His just-published manifesto targets the delivery of 10,000 new council homes in the capital and a gives a commitment to “explore the creation” of a fund to support councils to re-purchase housing stock sold off under the Right to Buy scheme since the 1980s.
Khan said he would build more “genuinely affordable” homes on public land and “maximise the number” of homes built on land owned by the Greater London Authority.
He said that if he secured a further term as mayor he would also give his housing and land directorate “first refusal” on land owned by Transport for London that was suitable for housing development, above and beyond the transport authority’s current development programme.
Khan said the move was part of a plan to transfer more TfL land to the GLA to “prioritise the building of genuinely affordable homes while delivering a fair return to TfL”.
Khan also pledged to commission an independent review to “streamline housing development across the wider GLA group” and pilot a new “City Hall developer” to start directly building low-cost homes in the capital.
His manifesto also commits to exploring ways to support the expansion of offsite construction in the capital to deliver more modular housing, with the potential for City Hall to back a new MMC factory or logistics hub.
Khan said he would campaign for billions of pounds in additional central-government funding to support the construction of new homes.
“I have ripped up my Tory predecessor’s planning rules, which failed to deliver the kind of new homes the city needs,” Khan said, referring to former mayor Boris Johnson – now prime minister.
“My new London Plan, which Tory ministers tried to block at every turn, has a strategic target for 50% of all new homes to be genuinely affordable.
“Every development is expected to include at least 35% genuinely affordable housing. My approach is working: the proportion of new homes that are affordable in schemes I’ve approved has risen to 37%. The Tories oppose this policy and will drop it if they get the chance, meaning fewer genuinely affordable homes being built.”
Khan said he would continue lobbying for a ban on the use of combustible materials on all buildings, following 2017’s Grenfell Tower fire, as well as for the fitting of sprinklers and other fire-suppression systems in all blocks of flats.
However the mayor stated he was not opposed to high-rise development and would back proposals for taller residential and commercial buildings if their design was good enough.
“High quality design standards will continue to be at the heart of planning and development, with the work of my mayor’s design advocates remaining crucial,” he said.

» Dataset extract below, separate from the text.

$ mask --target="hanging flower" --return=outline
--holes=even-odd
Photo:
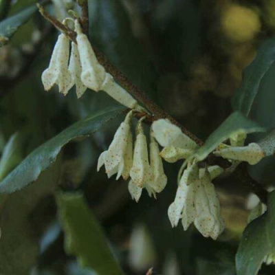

“I’ll support tall buildings where they are safe, appropriately located and designed to a high quality with tough safety and environmental standards, but I won’t shy away from opposing those that don’t enhance London’s skyline, or which provide little social or economic benefit.”
Khan’s manifesto also proposes the creation of a centre to accelerate “innovative and deep approaches” to retrofit existing homes to meet the goal of making London carbon neutral by 2030.
“I’ll lobby the government for the funds London needs to retrofit millions of homes, ensuring a targeted approach for those residents who need warm, healthy houses the most,” he said.
Conservative mayoral candidate Shaun Bailey has pledged to build 100,000 affordable homes for Londoners and to sell them for £100,000 each under a shared-ownership model that would require a deposit of just £5,000 from first-time buyers.